The summit features leaders of seven countries around the Bay of Bengal: Bangladesh, India, Myanmar, Sri Lanka, Thailand, Nepal and Bhutan. The aim of the forum is to find ways to expand economic cooperation. Dr Singh explained that it was only two months since his Government took office, and therefore it needed more time to study the implications of the agreement.
He, however, made it clear that the first part of the agreement that allows some 80 goods to be traded at lower duties starting September 1 - known as the early harvest programme - would go ahead as scheduled. In fact, he and the Thailand Prime Minister, Mr Thaksin Shinawatra, are expected to sign the papers at a bilateral meeting on Friday that would launch the arrangement. These 80 items, such as apples and mangoes, constitute some 7 per cent of trade between the two countries.

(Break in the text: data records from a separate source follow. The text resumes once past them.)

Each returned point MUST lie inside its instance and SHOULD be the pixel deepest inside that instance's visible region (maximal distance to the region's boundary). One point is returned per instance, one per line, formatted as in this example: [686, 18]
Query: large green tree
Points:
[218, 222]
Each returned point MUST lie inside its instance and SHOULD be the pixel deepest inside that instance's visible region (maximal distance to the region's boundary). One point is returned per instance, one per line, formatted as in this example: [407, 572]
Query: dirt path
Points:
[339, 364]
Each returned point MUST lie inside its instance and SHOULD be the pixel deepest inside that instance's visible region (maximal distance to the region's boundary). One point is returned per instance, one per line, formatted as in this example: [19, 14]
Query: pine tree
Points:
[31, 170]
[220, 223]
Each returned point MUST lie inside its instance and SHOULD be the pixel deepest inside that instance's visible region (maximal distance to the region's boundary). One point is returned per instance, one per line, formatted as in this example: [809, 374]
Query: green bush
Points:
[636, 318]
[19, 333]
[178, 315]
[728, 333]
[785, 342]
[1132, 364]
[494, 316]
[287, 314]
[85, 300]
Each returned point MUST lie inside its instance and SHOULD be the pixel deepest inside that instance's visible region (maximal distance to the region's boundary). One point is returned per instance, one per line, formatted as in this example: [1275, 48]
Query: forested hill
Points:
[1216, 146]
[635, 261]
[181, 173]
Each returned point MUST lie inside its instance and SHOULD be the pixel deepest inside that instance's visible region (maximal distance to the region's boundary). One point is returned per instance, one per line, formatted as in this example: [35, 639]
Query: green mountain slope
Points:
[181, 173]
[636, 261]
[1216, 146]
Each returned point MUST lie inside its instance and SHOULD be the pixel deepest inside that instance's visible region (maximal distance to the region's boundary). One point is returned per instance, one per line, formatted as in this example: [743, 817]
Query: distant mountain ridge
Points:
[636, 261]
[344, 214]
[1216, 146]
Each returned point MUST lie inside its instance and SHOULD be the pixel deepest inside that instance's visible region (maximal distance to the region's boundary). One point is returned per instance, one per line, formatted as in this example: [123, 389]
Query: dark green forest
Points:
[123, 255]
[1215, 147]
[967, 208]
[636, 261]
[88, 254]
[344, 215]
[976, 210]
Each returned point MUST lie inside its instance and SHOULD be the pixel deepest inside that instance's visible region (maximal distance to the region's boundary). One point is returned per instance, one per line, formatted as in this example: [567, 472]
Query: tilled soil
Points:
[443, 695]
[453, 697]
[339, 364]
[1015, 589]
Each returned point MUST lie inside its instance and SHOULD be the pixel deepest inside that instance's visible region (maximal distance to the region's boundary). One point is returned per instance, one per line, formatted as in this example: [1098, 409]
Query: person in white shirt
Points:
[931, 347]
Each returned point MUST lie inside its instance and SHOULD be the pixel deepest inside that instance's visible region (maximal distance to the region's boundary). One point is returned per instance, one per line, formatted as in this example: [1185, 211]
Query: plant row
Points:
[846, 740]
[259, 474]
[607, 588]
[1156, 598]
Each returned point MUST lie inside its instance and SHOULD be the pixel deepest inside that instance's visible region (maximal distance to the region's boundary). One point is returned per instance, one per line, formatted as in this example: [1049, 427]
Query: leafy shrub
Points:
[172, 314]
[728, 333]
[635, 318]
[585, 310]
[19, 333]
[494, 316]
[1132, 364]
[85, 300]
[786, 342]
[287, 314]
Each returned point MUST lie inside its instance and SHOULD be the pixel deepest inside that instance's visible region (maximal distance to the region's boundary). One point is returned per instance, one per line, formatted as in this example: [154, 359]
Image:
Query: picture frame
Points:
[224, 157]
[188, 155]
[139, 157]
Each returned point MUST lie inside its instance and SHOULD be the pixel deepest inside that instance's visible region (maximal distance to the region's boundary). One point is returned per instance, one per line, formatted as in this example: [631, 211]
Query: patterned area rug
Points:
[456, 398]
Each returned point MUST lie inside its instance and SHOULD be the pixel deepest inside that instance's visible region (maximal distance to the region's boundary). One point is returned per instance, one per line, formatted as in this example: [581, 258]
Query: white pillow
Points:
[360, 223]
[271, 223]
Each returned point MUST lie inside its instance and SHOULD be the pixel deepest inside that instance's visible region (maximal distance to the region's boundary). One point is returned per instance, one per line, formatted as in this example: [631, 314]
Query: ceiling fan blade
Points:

The timetable for reducing tariffs on other goods was to have been worked out over the next two years. But the re-look that Dr Singh has promised is expected to change the schedule.
The Prime Minister’s statement should, in particular, soothe some members of the Indian automobile and auto component industry, which has been apprehensive of the impact that cheap imports from Thailand could make. Producers, including car-maker Hyundai, have been vocal in their opposition, with one of them even suggesting that it could lead to the "de-industrialisation" of India.
Thailand has seen substantial investments from auto and component makers in recent years, as it bids to be "the Detroit of the East".
There was no immediate response from the Thailand government, but a representative of Thailand’s industry did express surprise and disappointment. "There is no reason for Indian industry to fear," assured Mr Satish Sehgal, Director, Board of Trade of Thailand.